Flow: discordInteraction.deferredCommands

  • Core files: main/devops/lambdas/discord_interaction/handler.py_handle_slash_command, _handle_async_followup

/cost and /status use a deferred interaction pattern to stay within Discord's 3-second response deadline: 1. Lambda returns type-5 (deferred) immediately. 2. Lambda self-invokes asynchronously with _async_followup: true. 3. The async invocation calls build_report() and PATCHes the original interaction via Discord's webhook API (/webhooks/{APP_ID}/{token}/messages/@original), retrying up to 3 times on 404.

/help responds inline (type 4) with a command listing including the new /mute-alerts and /unmute-alerts commands.

Logs

Source Location
DiscordAlertsFunction CloudWatch: /aws/lambda/encache-discord-alerts
DiscordInteractionFunction CloudWatch: /aws/lambda/encache-discord-interaction

Structured log steps:

Step key Where Key fields
alert_suppressed discord_alerts._is_muted muted_until
alert_muted discord_interaction._handle_mute_alerts duration, muted_until
alert_unmuted discord_interaction._handle_unmute_alerts (none)

CloudWatch Alarm

aws_cloudwatch_metric_alarm.ingest_dlq_backlog (defined in main/devops/main.tf):

Property Value
Alarm name encache-ingest-dlq-backlog
Metric AWS/SQS ApproximateNumberOfMessagesVisible for queue encache-ingest-dlq
Statistic Maximum
Period 300s (5 min)
Evaluation periods 2 (alarm fires after 10 consecutive minutes in breach)
Threshold > 100 messages
Missing data treated as not breaching
Alarm + OK actions aws_sns_topic.cost_alerts

The alarm fires on both ALARM and OK transitions so operators see the all-clear when the queue drains.

SSM Parameters

Parameter Type Purpose Writer Reader
/encache/alerts/dlq_muted_until String (unix timestamp) Mute gate for Discord alerts DiscordInteractionFunction DiscordAlertsFunction
/encache/discord/webhook_url SecureString Discord webhook URL manual DiscordAlertsFunction (via DISCORD_WEBHOOK_URL env)
/encache/discord/public_key String Discord Ed25519 public key for request verification manual DiscordInteractionFunction (via DISCORD_PUBLIC_KEY env)
/encache/discord/app_id String Discord application ID manual DiscordInteractionFunction (via DISCORD_APP_ID env)

The /encache/alerts/dlq_muted_until parameter defaults to absent, which _is_muted() treats as "0" (never muted).

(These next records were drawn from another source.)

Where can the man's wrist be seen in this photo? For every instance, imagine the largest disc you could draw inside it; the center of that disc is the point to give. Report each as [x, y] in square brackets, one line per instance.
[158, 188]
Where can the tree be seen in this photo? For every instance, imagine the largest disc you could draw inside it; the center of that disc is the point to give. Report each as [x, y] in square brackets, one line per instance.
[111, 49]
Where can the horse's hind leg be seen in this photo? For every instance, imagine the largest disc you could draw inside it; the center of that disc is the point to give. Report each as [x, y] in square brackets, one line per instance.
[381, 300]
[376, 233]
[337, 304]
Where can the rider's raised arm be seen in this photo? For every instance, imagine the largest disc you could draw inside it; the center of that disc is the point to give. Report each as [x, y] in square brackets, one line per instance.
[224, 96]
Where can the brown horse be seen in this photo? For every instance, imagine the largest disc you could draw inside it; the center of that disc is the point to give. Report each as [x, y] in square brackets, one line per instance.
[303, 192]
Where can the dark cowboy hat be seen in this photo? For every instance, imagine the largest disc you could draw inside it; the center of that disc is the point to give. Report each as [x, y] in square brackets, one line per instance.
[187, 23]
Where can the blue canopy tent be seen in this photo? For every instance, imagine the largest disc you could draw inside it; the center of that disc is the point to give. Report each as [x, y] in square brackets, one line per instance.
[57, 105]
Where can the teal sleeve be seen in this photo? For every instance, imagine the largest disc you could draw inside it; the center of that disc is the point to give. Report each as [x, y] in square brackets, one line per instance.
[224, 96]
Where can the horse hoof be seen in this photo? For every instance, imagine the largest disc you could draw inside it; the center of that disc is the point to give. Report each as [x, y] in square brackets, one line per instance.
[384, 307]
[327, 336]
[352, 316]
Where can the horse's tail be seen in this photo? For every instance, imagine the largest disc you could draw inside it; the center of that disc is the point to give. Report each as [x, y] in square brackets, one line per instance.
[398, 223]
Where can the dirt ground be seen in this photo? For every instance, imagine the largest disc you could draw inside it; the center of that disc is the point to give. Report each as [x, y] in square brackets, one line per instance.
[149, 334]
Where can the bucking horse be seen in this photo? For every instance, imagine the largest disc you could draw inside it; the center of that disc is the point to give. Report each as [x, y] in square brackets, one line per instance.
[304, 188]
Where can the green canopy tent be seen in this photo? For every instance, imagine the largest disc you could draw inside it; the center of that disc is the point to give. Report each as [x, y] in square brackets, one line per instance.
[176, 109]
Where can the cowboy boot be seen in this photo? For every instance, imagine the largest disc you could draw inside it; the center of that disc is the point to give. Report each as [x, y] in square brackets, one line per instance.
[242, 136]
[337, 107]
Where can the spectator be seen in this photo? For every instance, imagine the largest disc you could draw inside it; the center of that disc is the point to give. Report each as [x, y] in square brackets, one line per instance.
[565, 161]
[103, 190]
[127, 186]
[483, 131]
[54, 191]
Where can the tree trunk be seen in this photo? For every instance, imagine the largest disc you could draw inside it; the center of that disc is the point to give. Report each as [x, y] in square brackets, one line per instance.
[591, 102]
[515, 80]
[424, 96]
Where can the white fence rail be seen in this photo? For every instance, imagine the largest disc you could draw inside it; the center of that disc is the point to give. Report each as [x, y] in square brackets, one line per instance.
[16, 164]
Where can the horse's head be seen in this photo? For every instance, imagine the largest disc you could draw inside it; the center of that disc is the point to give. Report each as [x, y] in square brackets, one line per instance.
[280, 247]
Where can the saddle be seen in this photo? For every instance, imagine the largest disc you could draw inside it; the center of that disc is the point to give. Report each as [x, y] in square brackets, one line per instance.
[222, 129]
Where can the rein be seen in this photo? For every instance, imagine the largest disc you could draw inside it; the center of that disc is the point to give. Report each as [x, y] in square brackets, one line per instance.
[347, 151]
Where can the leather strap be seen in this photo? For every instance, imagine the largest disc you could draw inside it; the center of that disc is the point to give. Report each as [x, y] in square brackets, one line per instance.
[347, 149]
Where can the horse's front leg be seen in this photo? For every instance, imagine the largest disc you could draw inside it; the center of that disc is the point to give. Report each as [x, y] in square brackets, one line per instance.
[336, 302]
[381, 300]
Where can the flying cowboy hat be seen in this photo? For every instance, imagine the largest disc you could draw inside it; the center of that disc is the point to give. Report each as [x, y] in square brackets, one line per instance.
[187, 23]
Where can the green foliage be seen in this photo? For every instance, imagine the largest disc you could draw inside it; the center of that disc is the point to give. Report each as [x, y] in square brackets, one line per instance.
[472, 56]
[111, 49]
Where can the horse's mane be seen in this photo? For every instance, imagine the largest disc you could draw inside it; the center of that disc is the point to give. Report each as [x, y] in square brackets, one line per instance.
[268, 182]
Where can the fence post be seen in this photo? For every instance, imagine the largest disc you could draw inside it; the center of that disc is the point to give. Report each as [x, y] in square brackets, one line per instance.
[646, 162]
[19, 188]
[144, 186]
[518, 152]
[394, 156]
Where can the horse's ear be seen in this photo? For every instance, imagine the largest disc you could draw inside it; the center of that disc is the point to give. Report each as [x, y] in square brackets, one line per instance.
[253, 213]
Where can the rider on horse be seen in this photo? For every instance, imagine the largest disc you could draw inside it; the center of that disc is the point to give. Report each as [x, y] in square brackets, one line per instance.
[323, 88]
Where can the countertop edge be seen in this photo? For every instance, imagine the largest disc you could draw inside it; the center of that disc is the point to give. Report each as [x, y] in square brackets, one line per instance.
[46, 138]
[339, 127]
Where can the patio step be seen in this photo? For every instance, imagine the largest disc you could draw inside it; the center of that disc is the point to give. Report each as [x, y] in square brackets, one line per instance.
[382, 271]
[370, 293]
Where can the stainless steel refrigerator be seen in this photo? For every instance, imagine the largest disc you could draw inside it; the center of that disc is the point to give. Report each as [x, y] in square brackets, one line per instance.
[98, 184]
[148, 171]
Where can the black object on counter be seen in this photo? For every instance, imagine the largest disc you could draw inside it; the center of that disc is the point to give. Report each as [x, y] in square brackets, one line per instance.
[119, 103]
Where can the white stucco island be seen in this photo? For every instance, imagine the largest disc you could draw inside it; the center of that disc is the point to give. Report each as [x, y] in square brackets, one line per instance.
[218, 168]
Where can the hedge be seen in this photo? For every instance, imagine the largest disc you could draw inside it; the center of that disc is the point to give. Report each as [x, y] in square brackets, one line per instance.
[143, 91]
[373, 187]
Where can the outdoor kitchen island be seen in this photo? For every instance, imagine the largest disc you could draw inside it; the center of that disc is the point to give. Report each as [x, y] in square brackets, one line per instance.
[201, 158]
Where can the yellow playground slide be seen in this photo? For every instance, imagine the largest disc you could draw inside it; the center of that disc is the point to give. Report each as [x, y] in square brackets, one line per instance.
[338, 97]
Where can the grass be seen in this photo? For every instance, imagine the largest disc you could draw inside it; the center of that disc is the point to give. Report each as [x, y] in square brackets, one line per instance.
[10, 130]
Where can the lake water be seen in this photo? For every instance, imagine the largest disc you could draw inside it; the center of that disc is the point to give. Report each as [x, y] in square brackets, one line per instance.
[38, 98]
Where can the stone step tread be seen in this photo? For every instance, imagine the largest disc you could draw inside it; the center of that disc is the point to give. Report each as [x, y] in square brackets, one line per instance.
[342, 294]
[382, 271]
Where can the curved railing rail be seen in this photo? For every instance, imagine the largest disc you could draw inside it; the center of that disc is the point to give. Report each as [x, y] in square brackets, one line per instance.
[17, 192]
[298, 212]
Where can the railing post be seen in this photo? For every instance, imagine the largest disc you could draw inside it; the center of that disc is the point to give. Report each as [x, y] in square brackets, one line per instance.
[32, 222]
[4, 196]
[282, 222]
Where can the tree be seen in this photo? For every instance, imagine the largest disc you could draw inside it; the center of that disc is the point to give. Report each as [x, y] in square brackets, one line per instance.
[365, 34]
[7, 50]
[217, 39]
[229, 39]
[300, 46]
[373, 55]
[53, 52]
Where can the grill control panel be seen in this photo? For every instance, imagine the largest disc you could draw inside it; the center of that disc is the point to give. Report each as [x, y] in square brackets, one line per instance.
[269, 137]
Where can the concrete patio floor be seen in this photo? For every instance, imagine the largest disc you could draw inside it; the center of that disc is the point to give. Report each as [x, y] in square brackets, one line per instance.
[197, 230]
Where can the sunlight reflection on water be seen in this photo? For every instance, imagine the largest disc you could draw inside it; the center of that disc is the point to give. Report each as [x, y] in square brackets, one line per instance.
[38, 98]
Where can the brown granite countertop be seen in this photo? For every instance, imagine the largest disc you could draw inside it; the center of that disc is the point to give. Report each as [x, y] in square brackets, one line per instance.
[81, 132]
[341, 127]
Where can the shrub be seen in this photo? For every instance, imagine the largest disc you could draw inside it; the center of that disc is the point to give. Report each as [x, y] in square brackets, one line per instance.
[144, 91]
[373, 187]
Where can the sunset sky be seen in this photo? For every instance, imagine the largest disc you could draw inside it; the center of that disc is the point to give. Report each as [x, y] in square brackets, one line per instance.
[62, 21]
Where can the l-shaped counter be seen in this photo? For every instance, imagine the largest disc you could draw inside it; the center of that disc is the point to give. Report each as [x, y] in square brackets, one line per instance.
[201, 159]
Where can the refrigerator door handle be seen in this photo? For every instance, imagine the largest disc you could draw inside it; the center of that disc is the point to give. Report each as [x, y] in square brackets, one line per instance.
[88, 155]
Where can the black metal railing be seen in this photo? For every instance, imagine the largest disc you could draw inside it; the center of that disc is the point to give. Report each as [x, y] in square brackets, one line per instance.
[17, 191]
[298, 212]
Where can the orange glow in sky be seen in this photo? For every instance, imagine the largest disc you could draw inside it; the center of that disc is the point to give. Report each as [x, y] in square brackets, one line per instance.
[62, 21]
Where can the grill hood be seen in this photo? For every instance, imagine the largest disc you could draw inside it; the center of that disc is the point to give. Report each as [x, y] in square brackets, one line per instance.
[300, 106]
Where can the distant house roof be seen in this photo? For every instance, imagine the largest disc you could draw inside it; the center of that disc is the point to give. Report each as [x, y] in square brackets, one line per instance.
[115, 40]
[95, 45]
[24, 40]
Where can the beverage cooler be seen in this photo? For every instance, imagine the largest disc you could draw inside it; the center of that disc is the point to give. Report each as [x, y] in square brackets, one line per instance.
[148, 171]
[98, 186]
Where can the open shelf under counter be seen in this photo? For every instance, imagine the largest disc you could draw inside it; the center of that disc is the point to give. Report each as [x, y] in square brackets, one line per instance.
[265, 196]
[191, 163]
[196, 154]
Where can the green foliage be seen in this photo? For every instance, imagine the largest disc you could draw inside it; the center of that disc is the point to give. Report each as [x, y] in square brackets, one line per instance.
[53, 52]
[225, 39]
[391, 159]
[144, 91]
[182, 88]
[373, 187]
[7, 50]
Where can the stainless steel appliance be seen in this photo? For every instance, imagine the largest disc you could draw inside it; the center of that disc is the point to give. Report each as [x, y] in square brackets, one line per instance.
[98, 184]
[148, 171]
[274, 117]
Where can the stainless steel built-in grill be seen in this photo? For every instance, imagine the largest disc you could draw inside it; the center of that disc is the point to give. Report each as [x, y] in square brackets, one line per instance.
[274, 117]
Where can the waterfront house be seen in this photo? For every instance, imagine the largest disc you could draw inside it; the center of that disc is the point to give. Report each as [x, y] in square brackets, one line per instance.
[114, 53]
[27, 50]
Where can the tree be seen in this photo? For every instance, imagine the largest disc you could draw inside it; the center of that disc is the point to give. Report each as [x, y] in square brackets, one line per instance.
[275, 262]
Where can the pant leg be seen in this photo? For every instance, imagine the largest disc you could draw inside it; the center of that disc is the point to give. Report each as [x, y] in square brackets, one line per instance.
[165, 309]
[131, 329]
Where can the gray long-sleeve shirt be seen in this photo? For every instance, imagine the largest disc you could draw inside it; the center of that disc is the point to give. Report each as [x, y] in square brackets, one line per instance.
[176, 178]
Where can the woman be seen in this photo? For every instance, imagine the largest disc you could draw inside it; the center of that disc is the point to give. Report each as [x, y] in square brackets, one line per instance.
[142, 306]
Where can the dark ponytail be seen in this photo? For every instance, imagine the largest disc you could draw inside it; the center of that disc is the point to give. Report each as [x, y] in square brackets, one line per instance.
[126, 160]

IAM: - DiscordInteractionFunction role: ssm:PutParameter on /encache/alerts/* - DiscordAlertsFunction role: ssm:GetParameter on /encache/alerts/*

Deployment

  • Mechanism: Terraform (main/devops/main.tf) packages and deploys the Discord Lambdas (via archive_file + aws_lambda_function) and the DLQ backlog alarm. There is no SAM template in main/devops/.
  • Deploy command:
    cd main/devops && terraform apply
    
  • Notes: Deploy DiscordAlertsFunction (mute-gate change) before the DLQ alarm goes live. The handler is safe when /encache/alerts/dlq_muted_until is absent — it fails open and fires the alert.